Schon früher hat es mich nie zum Backpacking gezogen. Vielleicht hat mir dazu auch einfach der Mut gefehlt. Als ich Abi gemacht habe, das war 1995, machten viele Interrail: mit einem günstigen Zugticket haben sie Europa erkundet, mit nichts als einem Rucksack auf dem Rücken. Sie haben in überfüllten Zügen auf dem Boden oder in Rom auf der Straße geschlafen und allerhand höchst skurrile Dinge erlebt. Und ich dachte schon damals: oh Mann, wie kann man so bescheuert sein? Das war und ist nix für mich.
Sehnsucht nach dem individuellen Gleichstrom
So lautet ein Titel auf dem Online Portal “Businessart” aus Österreich.

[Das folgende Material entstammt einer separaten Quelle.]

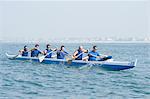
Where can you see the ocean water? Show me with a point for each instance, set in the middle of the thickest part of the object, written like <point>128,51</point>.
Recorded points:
<point>29,80</point>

Individualität, so besagt die Studie vom Zukunftsinstitut, sei zum Normalzustand geworden und längst kein Kriterum mehr, das jemanden von der Masse unterscheiden würde. Mehr als das individuelle Setting zähle für den Reisenden der Zukunft das individuelle Erlebnis – und das kann auch in der Gruppe gewonnen werden. Das könne zum Beispiel der Besuch von Festivals oder die Meditation auf Geschäftsreise sein. Ich denke dabei an Yogareisen. Individualität als oberstes Reiseprinzip, so glauben die Experten, wird mit der kommenden Reisegeneration weniger Gewicht haben.
Gegenbewegung zu “außergewöhnlich um jeden Preis”
Ich definiere Normtrotter für mich eher als Gegenbewegung zu der Kategorie der Abenteuerreisenden. Ich bin im Gegensatz zu ihnen kein bisschen wild auf ständige Action und Grenzerfahrungen und möchte auch nicht von einer Attraktion zur nächsten hetzen. Ich möchte auf Reisen mit allen Sinnen entdecken. Ich möchte mir Zeit nehmen, langsam unterwegs sein, bewusst reisen.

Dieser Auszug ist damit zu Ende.